On Sat, Nov 2, 2019 at 8:52 PM Konstantin Gredeskoul <kigster@xxxxxxxxx> wrote:
A related question is — how can you avoid doing auto vacuum during the busy peak hours, and do more aggressive auto vacuuming at night during low traffic? Is that possible?I tried achieving that with a manual vacuum, but that causes all replicas to get far behind while it’s running, which is also not acceptable.
What is the main concern here? Disk IO? So we want to allow autovacuum workers to hit our disks less during busy hours and more during quiet hours, right?
If so, then one of the ideas here could be the changing quotas for the autovacuum workers dynamically using cron or its alternative:
1) throttle autovacuum before peak hours, changing autovacuum_vacuum_cost_delay (or autovacuum_vacuum_cost_limit).
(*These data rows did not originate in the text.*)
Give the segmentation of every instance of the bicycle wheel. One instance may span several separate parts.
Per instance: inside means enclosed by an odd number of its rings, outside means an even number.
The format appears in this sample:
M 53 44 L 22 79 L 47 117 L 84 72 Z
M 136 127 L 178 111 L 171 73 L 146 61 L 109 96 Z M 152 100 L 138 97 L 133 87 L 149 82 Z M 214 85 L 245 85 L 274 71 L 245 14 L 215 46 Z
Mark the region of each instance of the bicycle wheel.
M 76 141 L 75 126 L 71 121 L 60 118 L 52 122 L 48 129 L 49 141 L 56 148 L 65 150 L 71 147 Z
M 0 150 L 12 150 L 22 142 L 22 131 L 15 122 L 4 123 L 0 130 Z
The pre-12 default settings (_cost_delay 20ms and cost_limit 200) will give all the workers the shared "quota" that means, roughly, 8 MiB/s for reads, less for writes (good article: https://www.2ndquadrant.com/en/blog/autovacuum-tuning-basics/), and in 12 (where _cost_delay was reduced to 2ms) it will be ~80 MiB/s. Monitoring + logs analysis is needed to understand real IO though. Individually tuned tables will have individual quotas.
2) change those settings back to normal after busy hours.
In any case, I highly recommend to monitor "autovacuum queue" -- the list of tables that should be already autovacuumed, but they are not, due to some reasons. Having proper graphs in monitoring and alerts if the size of this "queue" exceeds some reasonable number (say, 2 * autovacuum_max_workers) will help a lot to understand the autovacuum behavior for the concrete system. Here is an excellent example of how to do it, from Avito: https://github.com/avito-tech/dba-utils/blob/master/munin/vacuum_queue, and here is my version, with some improvements: https://gitlab.com/snippets/1889668.